Although Mr. W’s occupation as a truck driver was quite physically demanding, he would be considered totally disabled under his employer’s disability policy if he was unable to perform the material and substantial duties of “any occupation” for which he was reasonably qualified, which is a much more lenient standard for the insurance carrier to meet.
After paying Mr. W for the maximum benefit period under the STD policy, CIGNA approved his LTD benefits for just 2 months then denied his claim on the basis that he allegedly no longer met the policy definition of disability. Specifically, CIGNA determined that “it did not appear that his symptoms were at a level of severity that would necessitate an ongoing preclusion from work.” Mr. W appealed the decision and his claim was again denied. On appeal CIGNA determined that his supported restrictions and limitations would not preclude him from performing sedentary occupations. CIGNA also conducted a vocational review and identified three gainful occupations Mr. W could allegedly perform. Following the denial, Mr. W was offered a voluntary second level of appeal.

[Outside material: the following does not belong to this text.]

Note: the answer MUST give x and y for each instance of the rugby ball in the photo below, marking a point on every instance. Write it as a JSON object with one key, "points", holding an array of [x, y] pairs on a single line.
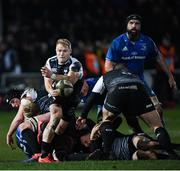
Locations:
{"points": [[64, 88]]}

After receiving the second denial, Mr. W contacted Dell & Schaefer and discussed his case with Attorney Jay Symonds. Attorney Symonds identified several significant issues in CIGNA’s previous denial letters and in the physician consultant’s medical reviews, and agreed to prepare and submit Mr. W’s voluntary ERISA appeal with the assistance of his appeal team.
The appeal addressed all of CIGNA’s short-comings and reasons for denial, with a special focus on the review conducted by CIGNA’s in-house nurse consultant and medical peer review physicians. One of the focal issues was the potentially prejudicial information CIGNA’s claims personnel shared with the medical reviewers and the reviewers offering claims opinions outside the scope of their expertise.
Approximately ninety days later, and after reviewing the appeal and hundreds of pages of exhibits and medical records, CIGNA overturned its decision to terminate the claim and reinstated Mr. W’s long-term disability benefits.